1.1. How Large Language Models Actually Work
💡 First Principle: A language model does not "know" facts the way a database does — it predicts the most statistically likely next word given everything before it. This is why outputs can be fluent and wrong simultaneously.
You've probably noticed that Copilot can write a polished, professional email in seconds — but occasionally states something confidently that is simply not true. Both of these facts flow from the same source: the mechanics of how language models work.
At its core, a Large Language Model (LLM) is trained on enormous amounts of text — articles, books, documentation, web pages — and learns statistical patterns in language. Given a sequence of words, the model predicts which word should come next, then the next, and so on until it completes a response. The model is not retrieving stored facts; it is generating text that statistically fits the pattern of correct-sounding answers to questions like yours.
This has a profound implication: fluency is not accuracy. A model can generate beautifully structured prose that contains made-up statistics, wrong dates, or invented citations — because statistically, those outputs "look right" even when they are wrong. The term for this is fabrication (also called hallucination), and it is not a bug that will be patched — it is a structural characteristic of how LLMs work.
Why does this matter for the exam? The AB-730 tests whether you understand the inherent limitations of AI tools — not just how to use their features.
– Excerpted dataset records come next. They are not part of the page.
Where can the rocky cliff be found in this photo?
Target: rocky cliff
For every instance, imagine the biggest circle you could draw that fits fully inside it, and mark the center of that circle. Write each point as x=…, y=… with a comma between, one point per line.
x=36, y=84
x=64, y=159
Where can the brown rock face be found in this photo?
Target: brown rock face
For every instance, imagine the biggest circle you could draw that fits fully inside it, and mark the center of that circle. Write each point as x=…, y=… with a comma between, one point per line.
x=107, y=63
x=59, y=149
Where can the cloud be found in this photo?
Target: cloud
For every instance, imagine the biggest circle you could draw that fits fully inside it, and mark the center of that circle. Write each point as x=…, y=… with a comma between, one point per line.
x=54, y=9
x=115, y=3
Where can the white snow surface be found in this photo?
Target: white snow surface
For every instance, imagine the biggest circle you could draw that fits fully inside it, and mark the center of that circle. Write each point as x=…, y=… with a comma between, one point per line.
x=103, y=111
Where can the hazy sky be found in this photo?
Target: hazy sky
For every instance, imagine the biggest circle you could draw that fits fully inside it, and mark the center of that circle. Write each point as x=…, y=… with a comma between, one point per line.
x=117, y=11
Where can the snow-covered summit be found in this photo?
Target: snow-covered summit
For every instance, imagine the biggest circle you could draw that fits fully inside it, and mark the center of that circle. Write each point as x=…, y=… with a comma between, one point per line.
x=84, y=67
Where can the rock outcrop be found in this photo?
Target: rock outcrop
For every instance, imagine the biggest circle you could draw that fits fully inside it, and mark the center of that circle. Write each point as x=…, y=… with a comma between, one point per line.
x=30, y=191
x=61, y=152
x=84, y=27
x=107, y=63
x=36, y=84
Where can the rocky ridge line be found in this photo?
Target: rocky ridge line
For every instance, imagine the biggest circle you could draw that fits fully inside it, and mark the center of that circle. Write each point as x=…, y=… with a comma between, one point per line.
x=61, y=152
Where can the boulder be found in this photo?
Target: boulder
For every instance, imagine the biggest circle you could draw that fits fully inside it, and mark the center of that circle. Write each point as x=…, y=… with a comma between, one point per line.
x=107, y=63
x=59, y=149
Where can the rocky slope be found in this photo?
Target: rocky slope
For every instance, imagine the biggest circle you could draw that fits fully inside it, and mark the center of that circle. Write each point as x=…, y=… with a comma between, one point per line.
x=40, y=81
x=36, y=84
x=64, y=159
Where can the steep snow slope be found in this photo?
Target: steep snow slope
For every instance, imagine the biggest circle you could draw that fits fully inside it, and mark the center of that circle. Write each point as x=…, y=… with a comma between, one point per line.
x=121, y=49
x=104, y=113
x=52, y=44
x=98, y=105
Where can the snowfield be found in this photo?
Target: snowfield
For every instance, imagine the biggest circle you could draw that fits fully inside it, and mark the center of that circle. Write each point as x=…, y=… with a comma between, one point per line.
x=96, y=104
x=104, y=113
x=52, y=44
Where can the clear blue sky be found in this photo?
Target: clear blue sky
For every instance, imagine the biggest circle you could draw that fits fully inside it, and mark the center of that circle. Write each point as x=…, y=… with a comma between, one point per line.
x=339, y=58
Questions about responsible AI, verification steps, and when not to rely on Copilot all trace back to understanding this fundamental mechanism.
⚠️ Exam Trap: Many people assume fabrications are rare edge cases they are unlikely to encounter. In reality, fabrications can occur on any topic, especially when the model is answering without grounding context (a document, a file, a web search). Treat any ungrounded Copilot output as requiring verification.
Reflection Question: If a language model always produces fluent, confident-sounding text, what is the only reliable way to know whether a specific Copilot output is accurate?